A Quiet Mind
Art is very much like Life. Just as the circumstances of our life is in a constant state of flux, so too art is constantly experiencing waves of change and expansion, development. It is always moving, never static, emerging and creating the new from old. And perhaps exactly for this reason it is so hard to define what Art and Life is. We could say that, instead of a concept, art is a medium to express our emotions, to capture an experience, convey a message and stake claim to our Truth. Recently we received a very welcome letter from a peace agent in Hong Kong, Emma Lau, about her art exhibition called, “a quiet mind” and how Peace Revolution and her meditation practice influenced her most recent showcase.
Emma Lau is a British Chinese artist born in London, England, 1979, and relocated to Hong Kong in 2006. Like many others, she has always searched for greater meaning, and through a fateful series of events and coincidences, she was invited to join Peace Revolution’s fellowship in Thailand, where she was taught how to meditate in the Dhammakaya tradition.
“I was e-mailed some information from Peace Revolution through my membership with Teachers Without Borders. After reading this information, I decided that the message Peace Revolution is sending out resonates quite well with my personal beliefs and it is an organization that I would like to support and work with if possible.”

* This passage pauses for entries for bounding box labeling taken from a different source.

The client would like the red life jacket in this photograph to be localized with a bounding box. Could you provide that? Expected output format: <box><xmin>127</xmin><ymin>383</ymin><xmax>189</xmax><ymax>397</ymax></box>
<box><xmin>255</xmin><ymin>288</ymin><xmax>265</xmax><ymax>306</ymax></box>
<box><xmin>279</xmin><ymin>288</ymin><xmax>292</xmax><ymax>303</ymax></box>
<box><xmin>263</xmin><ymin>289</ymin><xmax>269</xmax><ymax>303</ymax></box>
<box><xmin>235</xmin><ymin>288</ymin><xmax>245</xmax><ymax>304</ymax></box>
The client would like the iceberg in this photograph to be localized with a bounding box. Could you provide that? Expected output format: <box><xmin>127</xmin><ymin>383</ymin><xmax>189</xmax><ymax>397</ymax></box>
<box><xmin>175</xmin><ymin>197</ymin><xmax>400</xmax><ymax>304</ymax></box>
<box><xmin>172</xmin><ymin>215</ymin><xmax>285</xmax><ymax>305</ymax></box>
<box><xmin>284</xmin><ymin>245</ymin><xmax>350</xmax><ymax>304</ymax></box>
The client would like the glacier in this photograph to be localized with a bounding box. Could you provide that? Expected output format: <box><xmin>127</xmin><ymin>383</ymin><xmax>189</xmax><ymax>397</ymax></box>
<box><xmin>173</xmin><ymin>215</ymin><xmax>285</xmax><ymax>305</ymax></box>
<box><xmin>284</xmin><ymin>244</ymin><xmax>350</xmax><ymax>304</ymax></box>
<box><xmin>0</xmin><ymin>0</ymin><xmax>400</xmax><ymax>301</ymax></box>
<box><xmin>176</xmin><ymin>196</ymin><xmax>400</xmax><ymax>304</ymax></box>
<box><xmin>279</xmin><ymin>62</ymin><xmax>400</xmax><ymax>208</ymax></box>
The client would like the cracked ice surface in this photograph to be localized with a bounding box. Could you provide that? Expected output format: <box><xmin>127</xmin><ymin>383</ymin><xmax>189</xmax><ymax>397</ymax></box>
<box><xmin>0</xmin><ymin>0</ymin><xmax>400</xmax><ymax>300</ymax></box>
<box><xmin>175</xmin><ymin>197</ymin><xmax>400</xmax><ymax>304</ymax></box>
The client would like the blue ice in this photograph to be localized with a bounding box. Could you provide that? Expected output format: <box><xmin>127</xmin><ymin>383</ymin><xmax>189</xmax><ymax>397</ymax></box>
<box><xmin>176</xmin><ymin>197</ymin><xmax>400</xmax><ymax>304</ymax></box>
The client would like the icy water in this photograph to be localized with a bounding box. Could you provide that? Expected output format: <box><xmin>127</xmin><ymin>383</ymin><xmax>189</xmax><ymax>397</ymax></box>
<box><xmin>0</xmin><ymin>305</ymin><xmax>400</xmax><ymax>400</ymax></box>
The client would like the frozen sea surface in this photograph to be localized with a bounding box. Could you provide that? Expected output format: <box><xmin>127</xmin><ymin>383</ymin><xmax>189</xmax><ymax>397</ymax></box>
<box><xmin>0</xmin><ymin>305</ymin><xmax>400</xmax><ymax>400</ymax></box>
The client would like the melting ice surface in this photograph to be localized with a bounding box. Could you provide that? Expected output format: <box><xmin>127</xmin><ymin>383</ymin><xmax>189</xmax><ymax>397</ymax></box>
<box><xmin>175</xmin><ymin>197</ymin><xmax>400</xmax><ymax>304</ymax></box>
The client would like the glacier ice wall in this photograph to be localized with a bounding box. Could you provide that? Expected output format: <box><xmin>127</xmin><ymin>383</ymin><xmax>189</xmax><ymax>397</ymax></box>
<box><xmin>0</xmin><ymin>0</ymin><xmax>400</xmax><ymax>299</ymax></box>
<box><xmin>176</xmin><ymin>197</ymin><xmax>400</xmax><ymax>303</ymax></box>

On a very deep and profound level, meditation is a way to know ourselves, to know our True Self. Through meditation one can learn the answer to life’s oldest question: “who am I? This is the question that drove Emma to start searching within, “On another level, I am searching for answers. Who am I really? Why am I here? Why are things the way they are? I have many ideas or “hunches” or feelings about the possible answers and I hope meditation can help me find the truth of everything.”
Emma joined peace revolution’s Fellowship in Global Peace on the Move 2 (February 2010) and Global Peace on the Move 3 (June 2010). These fellowships were a major turning point in her life, and in her expression of art. Under the guidance of Buddhist teaching monks, and alongside participants from 29 other countries, she meditated for around four to six hours per day.

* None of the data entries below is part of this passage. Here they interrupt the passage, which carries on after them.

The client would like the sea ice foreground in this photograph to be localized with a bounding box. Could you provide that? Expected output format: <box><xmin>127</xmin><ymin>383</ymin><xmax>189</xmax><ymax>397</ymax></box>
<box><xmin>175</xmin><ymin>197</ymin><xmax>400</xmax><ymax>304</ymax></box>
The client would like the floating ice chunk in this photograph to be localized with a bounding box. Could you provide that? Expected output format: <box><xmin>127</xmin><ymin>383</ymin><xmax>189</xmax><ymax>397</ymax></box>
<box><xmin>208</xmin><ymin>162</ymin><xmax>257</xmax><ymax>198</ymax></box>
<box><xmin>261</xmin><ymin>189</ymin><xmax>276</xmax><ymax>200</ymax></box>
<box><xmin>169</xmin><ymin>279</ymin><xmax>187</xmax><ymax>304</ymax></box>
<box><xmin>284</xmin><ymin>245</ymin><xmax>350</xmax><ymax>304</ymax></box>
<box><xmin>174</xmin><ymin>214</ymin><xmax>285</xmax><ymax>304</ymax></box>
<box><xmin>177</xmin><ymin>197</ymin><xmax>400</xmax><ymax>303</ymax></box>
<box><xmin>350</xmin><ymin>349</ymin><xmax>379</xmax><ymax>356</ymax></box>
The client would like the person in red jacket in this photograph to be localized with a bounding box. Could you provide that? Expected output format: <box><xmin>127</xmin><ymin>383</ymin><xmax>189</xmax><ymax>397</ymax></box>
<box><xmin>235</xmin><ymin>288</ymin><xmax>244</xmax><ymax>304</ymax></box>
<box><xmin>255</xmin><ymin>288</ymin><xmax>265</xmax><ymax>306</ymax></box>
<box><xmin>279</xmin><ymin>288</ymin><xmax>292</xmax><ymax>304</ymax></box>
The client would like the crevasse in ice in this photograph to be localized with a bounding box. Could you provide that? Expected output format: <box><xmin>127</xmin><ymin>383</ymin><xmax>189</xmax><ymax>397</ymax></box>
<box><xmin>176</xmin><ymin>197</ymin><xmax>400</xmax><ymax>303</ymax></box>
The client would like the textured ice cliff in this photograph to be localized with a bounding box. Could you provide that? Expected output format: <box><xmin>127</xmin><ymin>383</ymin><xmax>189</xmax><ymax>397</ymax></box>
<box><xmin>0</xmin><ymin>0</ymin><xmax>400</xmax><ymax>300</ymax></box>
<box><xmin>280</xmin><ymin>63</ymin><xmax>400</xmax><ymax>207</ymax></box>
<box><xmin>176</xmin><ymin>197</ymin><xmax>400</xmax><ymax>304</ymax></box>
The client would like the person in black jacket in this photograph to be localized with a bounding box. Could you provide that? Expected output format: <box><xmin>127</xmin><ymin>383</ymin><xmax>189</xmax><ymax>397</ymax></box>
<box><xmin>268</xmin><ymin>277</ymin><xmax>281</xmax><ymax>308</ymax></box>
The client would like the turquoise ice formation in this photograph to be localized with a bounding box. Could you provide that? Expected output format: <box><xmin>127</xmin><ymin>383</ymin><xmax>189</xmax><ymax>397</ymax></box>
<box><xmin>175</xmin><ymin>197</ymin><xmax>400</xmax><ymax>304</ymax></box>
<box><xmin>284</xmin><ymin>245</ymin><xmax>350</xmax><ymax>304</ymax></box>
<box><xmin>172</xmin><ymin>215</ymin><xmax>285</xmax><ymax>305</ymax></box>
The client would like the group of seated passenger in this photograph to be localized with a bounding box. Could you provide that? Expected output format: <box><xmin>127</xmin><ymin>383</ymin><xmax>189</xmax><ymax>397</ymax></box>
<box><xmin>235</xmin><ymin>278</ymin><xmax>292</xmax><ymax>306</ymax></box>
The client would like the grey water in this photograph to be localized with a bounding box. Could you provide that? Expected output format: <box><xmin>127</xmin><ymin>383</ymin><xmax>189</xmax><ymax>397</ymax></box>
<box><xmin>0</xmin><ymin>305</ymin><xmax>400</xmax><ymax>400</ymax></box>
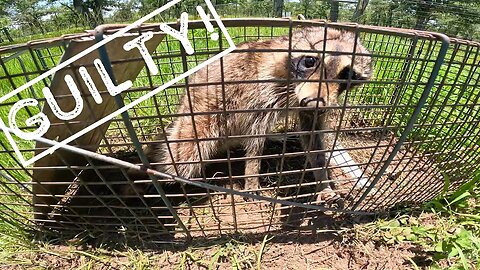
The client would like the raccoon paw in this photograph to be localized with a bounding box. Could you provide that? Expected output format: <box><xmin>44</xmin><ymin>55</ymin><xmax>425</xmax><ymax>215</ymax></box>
<box><xmin>317</xmin><ymin>187</ymin><xmax>345</xmax><ymax>209</ymax></box>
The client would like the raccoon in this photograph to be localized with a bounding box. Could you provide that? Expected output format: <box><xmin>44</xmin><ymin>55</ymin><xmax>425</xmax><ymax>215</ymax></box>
<box><xmin>149</xmin><ymin>27</ymin><xmax>372</xmax><ymax>198</ymax></box>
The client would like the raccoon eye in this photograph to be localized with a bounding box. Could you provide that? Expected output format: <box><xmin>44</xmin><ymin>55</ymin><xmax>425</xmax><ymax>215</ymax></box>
<box><xmin>304</xmin><ymin>56</ymin><xmax>317</xmax><ymax>68</ymax></box>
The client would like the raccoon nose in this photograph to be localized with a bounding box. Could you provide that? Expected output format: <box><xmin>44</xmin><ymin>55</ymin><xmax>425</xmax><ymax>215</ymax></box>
<box><xmin>300</xmin><ymin>97</ymin><xmax>327</xmax><ymax>107</ymax></box>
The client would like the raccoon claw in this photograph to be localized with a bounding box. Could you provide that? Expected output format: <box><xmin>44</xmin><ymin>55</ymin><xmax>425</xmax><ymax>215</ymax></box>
<box><xmin>317</xmin><ymin>188</ymin><xmax>345</xmax><ymax>209</ymax></box>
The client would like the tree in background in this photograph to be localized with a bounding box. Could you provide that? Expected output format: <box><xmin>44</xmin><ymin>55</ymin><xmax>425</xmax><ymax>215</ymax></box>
<box><xmin>273</xmin><ymin>0</ymin><xmax>285</xmax><ymax>17</ymax></box>
<box><xmin>0</xmin><ymin>0</ymin><xmax>47</xmax><ymax>33</ymax></box>
<box><xmin>287</xmin><ymin>0</ymin><xmax>330</xmax><ymax>19</ymax></box>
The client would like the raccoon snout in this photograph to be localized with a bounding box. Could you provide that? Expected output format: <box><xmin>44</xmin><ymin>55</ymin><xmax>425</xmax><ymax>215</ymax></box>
<box><xmin>300</xmin><ymin>97</ymin><xmax>327</xmax><ymax>107</ymax></box>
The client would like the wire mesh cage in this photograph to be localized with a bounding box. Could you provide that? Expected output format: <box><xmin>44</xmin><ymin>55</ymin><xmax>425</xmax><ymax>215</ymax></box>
<box><xmin>0</xmin><ymin>19</ymin><xmax>480</xmax><ymax>243</ymax></box>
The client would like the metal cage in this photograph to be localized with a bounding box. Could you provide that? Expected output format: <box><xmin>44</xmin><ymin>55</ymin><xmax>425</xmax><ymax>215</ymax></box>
<box><xmin>0</xmin><ymin>19</ymin><xmax>480</xmax><ymax>243</ymax></box>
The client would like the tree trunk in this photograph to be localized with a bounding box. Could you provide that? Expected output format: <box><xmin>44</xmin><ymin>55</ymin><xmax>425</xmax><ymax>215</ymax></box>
<box><xmin>353</xmin><ymin>0</ymin><xmax>368</xmax><ymax>22</ymax></box>
<box><xmin>415</xmin><ymin>1</ymin><xmax>432</xmax><ymax>30</ymax></box>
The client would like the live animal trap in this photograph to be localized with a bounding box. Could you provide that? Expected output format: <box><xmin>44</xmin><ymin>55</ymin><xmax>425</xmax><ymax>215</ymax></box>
<box><xmin>0</xmin><ymin>19</ymin><xmax>480</xmax><ymax>243</ymax></box>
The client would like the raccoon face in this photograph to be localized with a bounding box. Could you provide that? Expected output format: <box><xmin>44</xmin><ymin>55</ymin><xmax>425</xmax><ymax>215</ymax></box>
<box><xmin>290</xmin><ymin>33</ymin><xmax>372</xmax><ymax>108</ymax></box>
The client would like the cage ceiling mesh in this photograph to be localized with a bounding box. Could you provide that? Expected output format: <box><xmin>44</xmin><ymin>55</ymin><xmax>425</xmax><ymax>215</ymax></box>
<box><xmin>0</xmin><ymin>19</ymin><xmax>480</xmax><ymax>243</ymax></box>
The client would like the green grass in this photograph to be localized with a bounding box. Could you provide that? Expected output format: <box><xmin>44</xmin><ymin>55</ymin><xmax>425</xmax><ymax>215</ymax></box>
<box><xmin>0</xmin><ymin>23</ymin><xmax>480</xmax><ymax>269</ymax></box>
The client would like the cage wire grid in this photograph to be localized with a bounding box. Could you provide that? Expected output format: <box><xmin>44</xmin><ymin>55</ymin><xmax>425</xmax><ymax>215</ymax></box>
<box><xmin>0</xmin><ymin>19</ymin><xmax>480</xmax><ymax>243</ymax></box>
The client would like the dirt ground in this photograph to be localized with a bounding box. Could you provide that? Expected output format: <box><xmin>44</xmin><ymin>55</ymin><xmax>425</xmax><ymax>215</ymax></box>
<box><xmin>0</xmin><ymin>232</ymin><xmax>432</xmax><ymax>269</ymax></box>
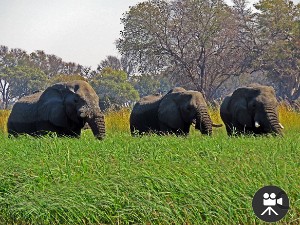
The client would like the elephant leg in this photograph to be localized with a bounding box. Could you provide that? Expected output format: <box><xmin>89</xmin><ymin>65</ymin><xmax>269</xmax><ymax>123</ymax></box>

“I followed Luang Phi Somsak’s meditation session. When it came time to be in the center of the sun, I felt this knowing sensation clearly. I felt myself floating in the center of the sun. I also had this curious sensation of having a pyramid or triangle over me, within the sun sphere.”

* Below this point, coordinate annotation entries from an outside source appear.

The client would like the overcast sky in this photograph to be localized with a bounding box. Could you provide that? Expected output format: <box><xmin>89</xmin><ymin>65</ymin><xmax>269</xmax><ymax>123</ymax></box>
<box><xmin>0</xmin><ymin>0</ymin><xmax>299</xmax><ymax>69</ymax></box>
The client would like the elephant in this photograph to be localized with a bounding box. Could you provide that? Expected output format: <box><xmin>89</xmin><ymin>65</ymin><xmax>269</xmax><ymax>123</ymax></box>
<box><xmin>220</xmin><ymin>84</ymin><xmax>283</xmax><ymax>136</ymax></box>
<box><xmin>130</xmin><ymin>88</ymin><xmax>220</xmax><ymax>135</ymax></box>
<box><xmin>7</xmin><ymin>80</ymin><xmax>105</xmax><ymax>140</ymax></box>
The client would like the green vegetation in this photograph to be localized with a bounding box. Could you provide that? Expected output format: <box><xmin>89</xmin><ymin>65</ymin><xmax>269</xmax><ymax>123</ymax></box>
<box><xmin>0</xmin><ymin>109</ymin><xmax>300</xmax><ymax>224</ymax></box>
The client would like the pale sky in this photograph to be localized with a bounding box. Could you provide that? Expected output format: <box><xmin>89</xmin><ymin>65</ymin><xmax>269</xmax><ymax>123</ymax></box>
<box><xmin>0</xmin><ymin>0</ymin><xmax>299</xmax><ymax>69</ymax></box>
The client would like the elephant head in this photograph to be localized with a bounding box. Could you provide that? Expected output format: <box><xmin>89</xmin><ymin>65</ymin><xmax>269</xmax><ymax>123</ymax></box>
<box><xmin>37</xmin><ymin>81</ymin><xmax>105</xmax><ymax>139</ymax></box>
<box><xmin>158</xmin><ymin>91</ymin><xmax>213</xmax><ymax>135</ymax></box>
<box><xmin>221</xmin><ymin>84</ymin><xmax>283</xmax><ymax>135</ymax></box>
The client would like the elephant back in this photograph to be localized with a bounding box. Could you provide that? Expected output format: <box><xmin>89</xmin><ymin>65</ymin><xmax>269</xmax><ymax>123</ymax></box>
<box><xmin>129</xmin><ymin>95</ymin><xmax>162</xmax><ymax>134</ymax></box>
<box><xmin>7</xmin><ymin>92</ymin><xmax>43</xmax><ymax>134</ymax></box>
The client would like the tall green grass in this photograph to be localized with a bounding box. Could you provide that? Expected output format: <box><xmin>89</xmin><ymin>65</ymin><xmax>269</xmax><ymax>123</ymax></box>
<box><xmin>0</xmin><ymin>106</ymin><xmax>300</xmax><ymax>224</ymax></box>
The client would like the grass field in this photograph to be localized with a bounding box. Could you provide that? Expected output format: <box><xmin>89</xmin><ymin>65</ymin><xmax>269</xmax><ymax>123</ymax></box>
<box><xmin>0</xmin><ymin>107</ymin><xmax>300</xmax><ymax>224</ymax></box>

Through this experience, her life and mode of thinking began to shift and change in significant ways. Emma’s art is an investigation into the spaces and experiences revealed within the meditative mind, and the gap between them as a state of liminality.
This is how her exhibition, “a quiet mind” was created. It is an expression of a still mind, and concepts of eastern philosophy, such as observation, awareness, and the intuition arising from ‘a quiet mind’. The contrast of the thought processes within the mind is also investigated, and visual counterparts represented in the art. “my work functions as a visual research to explore how the space between perceived dualities can be opened up within a fine art context.”
“On a practical level, I meditate because it calms my mind and gives me emotional fulfillment, rather than needing to look for it elsewhere. It is as though I am a glass or other vessel and meditating fills me up and I feel better in my waking life. It helps all other areas of my life including relationships, work, security, clarity and peace of mind.” But meditation does not only affect Emma alone, a meditative mind exudes peace energy, to all those around, this in itself is an act of peace. A mind at peace, is an act of peace, “If we feel inner peace through our meditation, we will exude peace outside of ourselves to our surroundings. This will affect those around us – even if they themselves do not currently practice meditation – and the increase of peace energy will lead to a ‘breaking point’ where sustainable world peace naturally occurs.”
Inner peace is a gift Emma gives to herself, but to others too. Her wish stems from a pure and open mind. Because once one has had a taste of true inner peace, one cannot help but feel the compelling desire to share it with others, “I would like to grow personally, and find more inner peace within myself. To help others. To see new places and meet new people. To grow as a person so that I may be of better help and influence to those around me, whether they be loved friends and family, students, or even a stranger I might deal with in a shop. If I can gain more inner peace within myself this would be a wonderful thing.”
Emma says, “I hope that I can do more art exhibitions and maybe help to bring more awareness to meditation. A teenager who viewed my work a few days ago asked me how he could also learn to meditate.”
Emma describes herself as a “practicing artist, art educator, meditation practitioner, and peace activist”. Emma is not only sharing her inner light and wisdom, through the canvasses of acrylic paint and the installations of video projections. She is also a living model of peace in the life of a thoughtful, dynamic young woman. Only goodness can come from a pure and quiet mind.